Mountains, the Cosmos and Swimming: 3 Thoughts on Creative Growth

 

Art making and growth as a professional creative has at times reminded me of mountain climbing. The constant effort against both the elements and one’s own physical limitations as you trudge forward to a peak that looms endlessly in the distance. And then, once you arrive, set up a makeshift base camp and relax for a few moments, as soon as you open your eyes you notice that you have hardly begun the climb. Before you are at least 4 or 5 higher peaks raised in a seemingly endless wall of treacherous ice and snow before you.

 

In many ways that represents the unending struggle of trying to paint, make art and constantly improve. But lately it has been feeling incomplete.

 

Peaks, it seems to me are odd formations. They are only a dramatic element when you are at the bottom looking up.

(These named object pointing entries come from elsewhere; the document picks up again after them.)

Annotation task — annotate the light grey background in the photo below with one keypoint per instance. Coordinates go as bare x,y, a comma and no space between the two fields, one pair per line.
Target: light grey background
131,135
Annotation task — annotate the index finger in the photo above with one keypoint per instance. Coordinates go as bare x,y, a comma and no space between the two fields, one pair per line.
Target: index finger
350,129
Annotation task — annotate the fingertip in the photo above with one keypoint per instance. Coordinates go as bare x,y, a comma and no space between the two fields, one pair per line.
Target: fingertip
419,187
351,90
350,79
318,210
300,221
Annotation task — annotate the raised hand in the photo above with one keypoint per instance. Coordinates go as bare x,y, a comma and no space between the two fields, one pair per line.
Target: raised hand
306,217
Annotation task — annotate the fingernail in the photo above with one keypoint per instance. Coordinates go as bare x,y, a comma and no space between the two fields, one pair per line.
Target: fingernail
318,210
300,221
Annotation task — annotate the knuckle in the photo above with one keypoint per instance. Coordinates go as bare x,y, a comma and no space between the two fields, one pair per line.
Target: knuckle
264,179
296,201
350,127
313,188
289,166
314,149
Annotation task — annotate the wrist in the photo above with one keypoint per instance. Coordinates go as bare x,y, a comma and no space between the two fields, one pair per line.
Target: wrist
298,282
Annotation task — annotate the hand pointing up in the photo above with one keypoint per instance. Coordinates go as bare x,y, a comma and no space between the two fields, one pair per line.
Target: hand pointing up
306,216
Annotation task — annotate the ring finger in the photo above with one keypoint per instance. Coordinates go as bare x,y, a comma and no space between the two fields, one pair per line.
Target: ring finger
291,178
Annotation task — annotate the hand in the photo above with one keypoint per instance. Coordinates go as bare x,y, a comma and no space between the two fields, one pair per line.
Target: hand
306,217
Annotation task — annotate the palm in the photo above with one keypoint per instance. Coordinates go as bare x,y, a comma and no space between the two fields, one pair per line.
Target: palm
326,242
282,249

When you arrive at one you experience the elation of recognizing where you have been and the journey it took, but from the vantage point of the peak where are you exactly. Still on the planet, still in the universe and still just standing.

 

Linear views of ups, downs and journeys start to fall apart for me these days. At some point journeys become not the basis of starts and finishes, but the lines we connect between flowing streams of experiences. Every moment is categorize-able as both a beginning and an end. Each choice we make defines the moment at hand by adding and subtracting choices. Whats left is not a mountain of struggle from peak to peak, but a cosmic ocean without definable ups and downs – only momentum and inertia.

 

There are always more and competing directions to head, and that thought can be overwhelming. I have learned to believe that there are only 3 actions to take to meet the demands of the environment.

 

First, I set goals. Lifelong goals, yearly, monthly daily. I see this as thrusting my ship in specific directions. Setting sail towards the shores on which I wish to live. But then there is all this cosmos in between through which to float or swim.

 

Second, I choose to swim. As I see it swimming entails constant study and learning. Devoting myself to improve my craft as a draughtsman, painter, digital artist forms a kind of propellant around my activities. This allows my energies to be channeled toward the directions I want to go and for a constant refinement of all that I am as an artist and person to take root.

 

And third, I cultivate flexibility.

When I look back at the directions my life has taken in the past 5 to 10 years, I am grateful for how many goals I have achieved. But its also curious and exciting to see how taking actions toward those goals opened huge pathways to other experiences and newer goals. Along the way even those goals that I did not achieve directly, morphed and took on new forms.

 

What remains feels not like a linear journey full of valleys and peaks, but moments that collect and disperse in fits of conscious absorption and dream-state release. Standing becomes less important than movement and direction.

 

Like sitting before a painting and moving your brush not from one direction to another, but across multiple points at once. Racing to stay ahead of the mind that might sit still – even if it is at the summit of a peak.